Zwei Jahre lang begleiteten die Filmemacher Martin, ließen ihn erzählen, brachten ihn mit den alten Kollegen Tex Haper und Tony Tornado zusammen, und zeigen, wie Martin auch mit 71 Jahren gegen alle Kränkungen und Katastrophen immer noch von einem Comeback mit nun selbst geschriebenen Songs träumt. „Ich habe ein Näschen für Hits“, weiß Ulli, hat auch einige Demos aufgenommen, aber wie einst „kein glückliches Händchen, das in klingende Münze umzusetzen“.

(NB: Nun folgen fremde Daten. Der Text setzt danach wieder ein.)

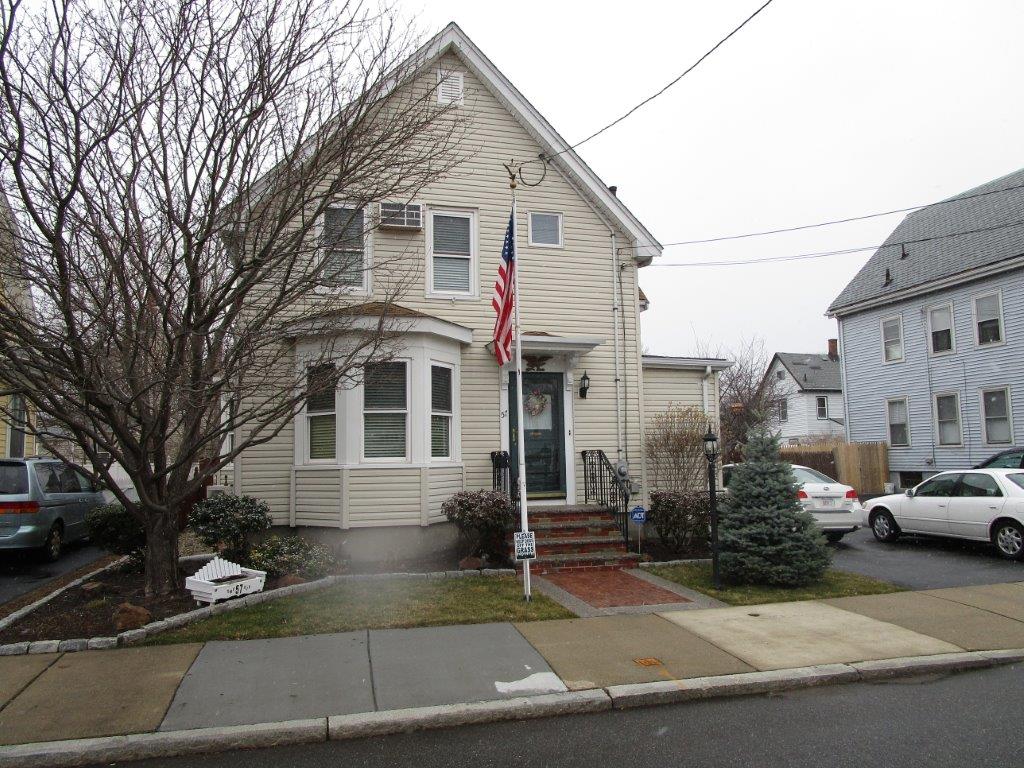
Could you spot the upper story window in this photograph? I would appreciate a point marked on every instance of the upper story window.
(453, 252)
(322, 422)
(940, 330)
(892, 339)
(343, 248)
(988, 318)
(947, 419)
(996, 416)
(450, 87)
(899, 422)
(385, 411)
(440, 412)
(546, 229)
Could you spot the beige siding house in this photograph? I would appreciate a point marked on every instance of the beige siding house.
(378, 460)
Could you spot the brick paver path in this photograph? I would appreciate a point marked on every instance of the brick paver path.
(608, 589)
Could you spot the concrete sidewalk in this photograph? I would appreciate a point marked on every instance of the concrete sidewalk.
(48, 697)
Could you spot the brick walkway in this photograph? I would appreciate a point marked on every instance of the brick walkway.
(608, 589)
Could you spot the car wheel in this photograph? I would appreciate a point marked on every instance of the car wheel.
(1009, 540)
(884, 526)
(54, 543)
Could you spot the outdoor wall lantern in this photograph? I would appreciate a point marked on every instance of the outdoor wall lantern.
(711, 453)
(584, 385)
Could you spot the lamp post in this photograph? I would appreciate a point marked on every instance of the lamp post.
(711, 453)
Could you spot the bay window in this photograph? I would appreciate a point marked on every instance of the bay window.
(385, 407)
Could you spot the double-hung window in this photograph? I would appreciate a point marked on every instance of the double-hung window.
(940, 329)
(343, 248)
(947, 419)
(821, 406)
(453, 250)
(385, 411)
(996, 416)
(892, 339)
(322, 417)
(440, 412)
(899, 422)
(988, 318)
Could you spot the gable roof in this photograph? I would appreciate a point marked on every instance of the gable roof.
(935, 263)
(813, 373)
(453, 39)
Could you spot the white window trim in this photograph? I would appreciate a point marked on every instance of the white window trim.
(889, 432)
(974, 317)
(984, 421)
(474, 280)
(409, 408)
(452, 75)
(935, 419)
(902, 344)
(431, 364)
(529, 229)
(367, 288)
(952, 330)
(306, 459)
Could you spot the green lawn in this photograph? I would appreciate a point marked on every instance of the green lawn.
(376, 604)
(835, 584)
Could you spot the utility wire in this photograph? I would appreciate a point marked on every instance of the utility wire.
(545, 158)
(821, 254)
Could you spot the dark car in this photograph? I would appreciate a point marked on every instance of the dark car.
(1009, 459)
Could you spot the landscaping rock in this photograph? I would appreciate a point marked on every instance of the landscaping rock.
(129, 616)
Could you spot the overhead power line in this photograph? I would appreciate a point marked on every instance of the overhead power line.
(840, 252)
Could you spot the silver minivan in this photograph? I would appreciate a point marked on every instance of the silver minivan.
(43, 503)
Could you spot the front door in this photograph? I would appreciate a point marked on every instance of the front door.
(544, 430)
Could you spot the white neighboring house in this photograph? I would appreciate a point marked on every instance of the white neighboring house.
(812, 386)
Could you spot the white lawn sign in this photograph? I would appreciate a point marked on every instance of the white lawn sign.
(222, 580)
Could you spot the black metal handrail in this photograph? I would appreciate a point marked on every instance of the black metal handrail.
(501, 479)
(603, 484)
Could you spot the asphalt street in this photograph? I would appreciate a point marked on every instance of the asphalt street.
(24, 571)
(919, 562)
(937, 721)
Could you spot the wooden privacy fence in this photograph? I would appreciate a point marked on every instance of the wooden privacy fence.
(862, 465)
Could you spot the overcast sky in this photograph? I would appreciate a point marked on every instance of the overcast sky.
(814, 111)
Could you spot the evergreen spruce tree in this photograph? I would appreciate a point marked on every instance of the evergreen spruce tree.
(765, 537)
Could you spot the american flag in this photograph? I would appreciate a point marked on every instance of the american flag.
(504, 299)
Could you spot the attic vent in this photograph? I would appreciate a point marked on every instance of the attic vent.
(450, 86)
(401, 216)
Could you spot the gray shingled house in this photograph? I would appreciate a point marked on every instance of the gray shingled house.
(932, 334)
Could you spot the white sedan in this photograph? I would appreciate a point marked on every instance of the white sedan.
(835, 507)
(984, 505)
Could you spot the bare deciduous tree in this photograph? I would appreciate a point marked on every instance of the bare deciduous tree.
(170, 165)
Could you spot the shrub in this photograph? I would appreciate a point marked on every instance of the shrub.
(765, 537)
(681, 519)
(112, 527)
(484, 517)
(226, 522)
(281, 556)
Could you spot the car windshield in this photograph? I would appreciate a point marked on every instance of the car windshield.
(13, 478)
(1017, 479)
(804, 474)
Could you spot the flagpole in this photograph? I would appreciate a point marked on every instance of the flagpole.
(520, 432)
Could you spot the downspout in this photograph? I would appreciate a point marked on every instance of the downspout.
(616, 311)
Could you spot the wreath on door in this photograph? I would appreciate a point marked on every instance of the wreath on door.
(536, 402)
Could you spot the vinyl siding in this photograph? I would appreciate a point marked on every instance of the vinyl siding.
(565, 292)
(869, 382)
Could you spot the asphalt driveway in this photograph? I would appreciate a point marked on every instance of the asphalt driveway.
(923, 562)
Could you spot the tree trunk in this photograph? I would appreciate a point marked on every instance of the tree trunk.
(161, 554)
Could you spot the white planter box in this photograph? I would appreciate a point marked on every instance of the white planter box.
(221, 580)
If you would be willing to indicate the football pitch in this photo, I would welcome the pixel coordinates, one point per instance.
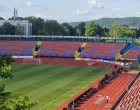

"ich konnte mich nie gut verkaufen"

„Er gehörte zu den wenigen in der Schlagerbranche, die wirklich singen konnten“, erinnert sich Tony und lobt das „Vibrato-Timbre“, das seine Stimme besonders romantisch machte. „Doch das hat mir nichts genützt, weil ich mich nie gut verkaufen konnte“, ergänzt Martin. Er bekommt heute lediglich ein Taschengeld von 100 Euro im Monat, weil er sich um Alterssicherung nie gekümmert hat, geschweige seine ehemaligen Manager und Produzenten.

Uraufführung am Do, 17. Mai, 20 Uhr, Traumkino (Grasweg 19), in Gegenwart der Regisseure, Ulli Martin und Tex Harper.